5. The method according to claim 4, characterized in that, The obtained training data sample set includes: Acquire sample current data of the experimental circuit under different operating conditions, including normal sample current data and arcing sample current data. The sample current data is subjected to feature transformation, and a data sample set is obtained based on the feature-transformed sample current data; The data sample set is divided according to the target ratio to obtain the divided training data sample set, validation data sample set and test data sample set.

6. The method according to claim 5, characterized in that, The feature transformation includes: Perform a Fourier transform on the current data or the sample current data to obtain Fourier transform data, and calculate the amplitude based on the complex spectrum of the Fourier transform data.

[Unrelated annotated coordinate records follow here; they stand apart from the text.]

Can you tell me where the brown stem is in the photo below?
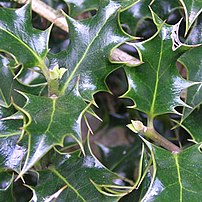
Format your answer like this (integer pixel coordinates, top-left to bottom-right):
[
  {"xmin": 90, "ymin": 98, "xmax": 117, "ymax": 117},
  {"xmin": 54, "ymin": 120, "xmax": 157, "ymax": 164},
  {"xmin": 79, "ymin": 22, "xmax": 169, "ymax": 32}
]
[
  {"xmin": 128, "ymin": 121, "xmax": 181, "ymax": 153},
  {"xmin": 15, "ymin": 0, "xmax": 141, "ymax": 65}
]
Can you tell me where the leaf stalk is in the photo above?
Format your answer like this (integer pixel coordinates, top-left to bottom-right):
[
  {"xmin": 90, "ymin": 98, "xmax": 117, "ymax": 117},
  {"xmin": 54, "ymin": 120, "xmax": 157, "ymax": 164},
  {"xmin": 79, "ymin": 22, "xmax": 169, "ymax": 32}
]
[{"xmin": 127, "ymin": 121, "xmax": 181, "ymax": 153}]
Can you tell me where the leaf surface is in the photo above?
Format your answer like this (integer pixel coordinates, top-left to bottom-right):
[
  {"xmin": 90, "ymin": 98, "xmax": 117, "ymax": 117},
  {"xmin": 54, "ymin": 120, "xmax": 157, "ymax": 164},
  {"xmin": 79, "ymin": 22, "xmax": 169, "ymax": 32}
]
[
  {"xmin": 19, "ymin": 91, "xmax": 86, "ymax": 173},
  {"xmin": 178, "ymin": 46, "xmax": 202, "ymax": 119},
  {"xmin": 55, "ymin": 1, "xmax": 131, "ymax": 100},
  {"xmin": 0, "ymin": 55, "xmax": 46, "ymax": 108},
  {"xmin": 145, "ymin": 144, "xmax": 202, "ymax": 202},
  {"xmin": 180, "ymin": 0, "xmax": 202, "ymax": 34},
  {"xmin": 124, "ymin": 20, "xmax": 191, "ymax": 117},
  {"xmin": 32, "ymin": 153, "xmax": 129, "ymax": 202},
  {"xmin": 0, "ymin": 4, "xmax": 50, "ymax": 67},
  {"xmin": 64, "ymin": 0, "xmax": 138, "ymax": 17}
]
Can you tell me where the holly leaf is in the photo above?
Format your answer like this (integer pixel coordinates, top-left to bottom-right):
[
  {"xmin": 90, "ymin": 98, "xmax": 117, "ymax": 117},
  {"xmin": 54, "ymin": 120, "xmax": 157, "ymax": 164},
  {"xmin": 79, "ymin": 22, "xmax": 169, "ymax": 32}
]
[
  {"xmin": 180, "ymin": 105, "xmax": 202, "ymax": 142},
  {"xmin": 178, "ymin": 46, "xmax": 202, "ymax": 142},
  {"xmin": 124, "ymin": 13, "xmax": 193, "ymax": 117},
  {"xmin": 0, "ymin": 107, "xmax": 26, "ymax": 172},
  {"xmin": 0, "ymin": 55, "xmax": 46, "ymax": 108},
  {"xmin": 16, "ymin": 90, "xmax": 86, "ymax": 175},
  {"xmin": 180, "ymin": 0, "xmax": 202, "ymax": 35},
  {"xmin": 33, "ymin": 152, "xmax": 130, "ymax": 201},
  {"xmin": 0, "ymin": 171, "xmax": 14, "ymax": 202},
  {"xmin": 120, "ymin": 0, "xmax": 151, "ymax": 35},
  {"xmin": 64, "ymin": 0, "xmax": 138, "ymax": 18},
  {"xmin": 54, "ymin": 1, "xmax": 134, "ymax": 100},
  {"xmin": 0, "ymin": 4, "xmax": 50, "ymax": 68},
  {"xmin": 178, "ymin": 46, "xmax": 202, "ymax": 121},
  {"xmin": 144, "ymin": 144, "xmax": 202, "ymax": 202},
  {"xmin": 151, "ymin": 0, "xmax": 181, "ymax": 20}
]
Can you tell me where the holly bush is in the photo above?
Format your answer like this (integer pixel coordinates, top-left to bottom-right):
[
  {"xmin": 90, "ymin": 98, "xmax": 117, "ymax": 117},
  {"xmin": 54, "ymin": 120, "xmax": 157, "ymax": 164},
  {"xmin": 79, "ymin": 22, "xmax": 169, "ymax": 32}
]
[{"xmin": 0, "ymin": 0, "xmax": 202, "ymax": 202}]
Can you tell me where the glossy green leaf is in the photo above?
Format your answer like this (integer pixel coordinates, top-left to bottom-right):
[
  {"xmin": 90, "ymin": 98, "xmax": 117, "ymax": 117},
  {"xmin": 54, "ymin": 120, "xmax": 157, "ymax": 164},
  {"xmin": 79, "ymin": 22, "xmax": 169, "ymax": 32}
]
[
  {"xmin": 179, "ymin": 46, "xmax": 202, "ymax": 142},
  {"xmin": 98, "ymin": 141, "xmax": 141, "ymax": 181},
  {"xmin": 0, "ymin": 55, "xmax": 46, "ymax": 108},
  {"xmin": 151, "ymin": 0, "xmax": 181, "ymax": 21},
  {"xmin": 144, "ymin": 144, "xmax": 202, "ymax": 202},
  {"xmin": 0, "ymin": 107, "xmax": 26, "ymax": 171},
  {"xmin": 180, "ymin": 0, "xmax": 202, "ymax": 34},
  {"xmin": 33, "ymin": 153, "xmax": 129, "ymax": 202},
  {"xmin": 64, "ymin": 0, "xmax": 138, "ymax": 17},
  {"xmin": 120, "ymin": 0, "xmax": 151, "ymax": 35},
  {"xmin": 64, "ymin": 0, "xmax": 100, "ymax": 17},
  {"xmin": 0, "ymin": 171, "xmax": 14, "ymax": 202},
  {"xmin": 0, "ymin": 4, "xmax": 50, "ymax": 67},
  {"xmin": 178, "ymin": 46, "xmax": 202, "ymax": 120},
  {"xmin": 186, "ymin": 14, "xmax": 202, "ymax": 45},
  {"xmin": 55, "ymin": 1, "xmax": 134, "ymax": 100},
  {"xmin": 19, "ymin": 89, "xmax": 86, "ymax": 174},
  {"xmin": 181, "ymin": 105, "xmax": 202, "ymax": 142},
  {"xmin": 124, "ymin": 19, "xmax": 191, "ymax": 117}
]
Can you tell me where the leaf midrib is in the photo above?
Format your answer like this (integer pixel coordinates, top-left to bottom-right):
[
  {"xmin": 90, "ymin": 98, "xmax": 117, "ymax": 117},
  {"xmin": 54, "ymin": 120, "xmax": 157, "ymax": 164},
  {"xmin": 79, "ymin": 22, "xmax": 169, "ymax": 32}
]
[
  {"xmin": 60, "ymin": 13, "xmax": 114, "ymax": 95},
  {"xmin": 150, "ymin": 40, "xmax": 163, "ymax": 117},
  {"xmin": 173, "ymin": 155, "xmax": 183, "ymax": 202},
  {"xmin": 0, "ymin": 27, "xmax": 43, "ymax": 65}
]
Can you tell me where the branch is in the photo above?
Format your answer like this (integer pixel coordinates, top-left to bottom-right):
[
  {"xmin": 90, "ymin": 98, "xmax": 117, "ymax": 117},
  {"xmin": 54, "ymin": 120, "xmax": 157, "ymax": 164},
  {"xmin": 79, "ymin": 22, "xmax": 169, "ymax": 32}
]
[
  {"xmin": 127, "ymin": 120, "xmax": 181, "ymax": 153},
  {"xmin": 15, "ymin": 0, "xmax": 141, "ymax": 65},
  {"xmin": 15, "ymin": 0, "xmax": 69, "ymax": 32}
]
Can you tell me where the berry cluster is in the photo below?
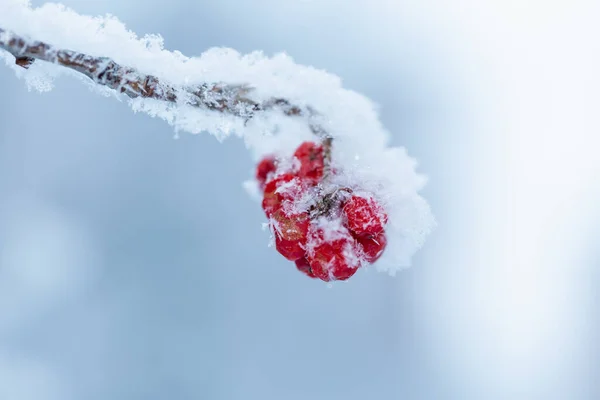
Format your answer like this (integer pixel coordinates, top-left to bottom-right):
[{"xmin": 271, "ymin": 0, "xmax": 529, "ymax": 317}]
[{"xmin": 256, "ymin": 142, "xmax": 387, "ymax": 282}]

The amplitude is subjected to logarithmic compression and normalization.

7. The method according to claim 5, characterized in that, The determination of whether the iteration termination condition is met includes: In the current round, based on the predicted category and the true category corresponding to the training data sample set and the validation data sample set, the evaluation index values ​​corresponding to the training data sample set and the validation data sample set are determined respectively. The predicted category is obtained in the current round based on the arc detection of the residual network model. The evaluation index values ​​include accuracy, precision and recall. Based on the evaluation index values ​​corresponding to the training data sample set and the validation data sample set, the current comprehensive evaluation value for the current round is determined. If the current comprehensive evaluation value is not greater than the comprehensive evaluation value obtained in the previous round, the iteration termination condition is determined to be met.

8. An arc detection device, characterized in that, include: The acquisition module is used to acquire current data on the DC side of the photovoltaic system; A feature conversion module is used to perform feature conversion on the current data to obtain the target features of the current data; The determination module is used to input the target features into the residual network model, perform arc detection based on the target features, and determine the arc detection result of the photovoltaic system. The residual network model is obtained by training the training data sample set and the validation data sample set. The iteration termination condition for the training of the residual network model includes: the current comprehensive evaluation value corresponding to the current round is not greater than the comprehensive evaluation value obtained in the previous round during multiple rounds of training. The current comprehensive evaluation value is obtained by: determining the harmonic mean F1 value of the precision and recall corresponding to the training data sample set and the validation data sample set, respectively, and performing a weighted sum based on the F1 value and precision corresponding to the training data sample set and the validation data sample set, respectively, to determine the current comprehensive evaluation value of the current round.

9. An electronic device, characterized in that, include: At least one processor; as well as A memory communicatively connected to the at least one processor; wherein, The memory stores one or more computer programs that can be executed by the at least one processor, the one or more computer programs being executed by the at least one processor to enable the at least one processor to perform the arc detection method as described in any one of claims 1-7.